20. A method, comprising: a) continuously measuring signals indicative of lactate concentrations in a biological fluid with a sensing system comprising the sensor of claim 1;b) communicating first and second signals indicative of lactate concentrations measured at the first and second working electrodes to a processor;c) correlating the first and second signals to corresponding first and second lactate concentrations; andd) determining hybrid variance between the first and second lactate concentrations.

21. The method of claim 20, wherein determining the hybrid variance comprises: i) calculating the mean of the first lactate concentration and the second lactate concentration; andii) when the mean is less than or equal to 2.5 mM lactate, calculating standard deviation of the first and second lactate concentrations and multiplying the standard deviation by 40 to obtain the hybrid variance; oriii) when the mean is greater than 2.5 mM lactate, calculating covariance between the first and second lactate concentrations and multiplying the covariance by 100 to obtain the hybrid variance.

22. The method of claim 21, further comprising transmitting an average of the first and second lactate concentrations to be displayed if the hybrid variance is less than or equal to about 40%.

23. The method of claim 21, further comprising detecting a noisy patch if a hybrid variance is greater than about 40% for about an hour or more.
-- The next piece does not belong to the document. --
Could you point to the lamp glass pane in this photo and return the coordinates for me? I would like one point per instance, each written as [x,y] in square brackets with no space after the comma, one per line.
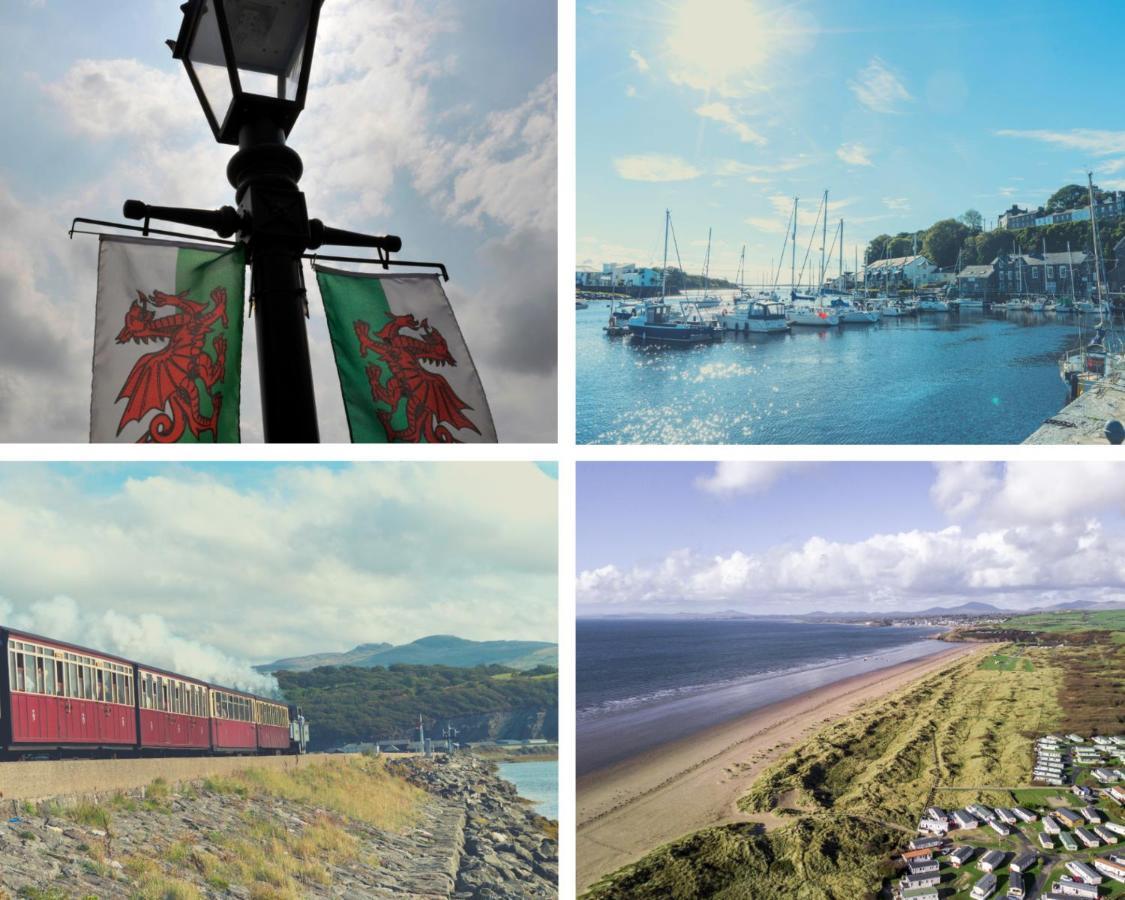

24. The method of claim 23, further comprising calculating an absolute relative difference (ARD) between standard deviations of the first and second lactate concentrations for a period of time and transmitting an average of the first and second lactate concentrations for the period of time to be displayed when the ARD is less than or equal to about 40%.

25. The method of claim 24, further comprising calculating the ARD between standard deviations of the first and second lactate concentrations for a period of time and transmitting the first lactate concentrations for the period of time to be displayed when the ARD is greater than or equal to about 40% and when the first lactate concentrations have a lower standard deviation than the second lactate concentrations; or transmitting the second lactate concentrations for the period of time to be displayed when the ARD is greater than or equal to about 40% and when the second lactate concentrations have a lower standard deviation than the first lactate concentrations.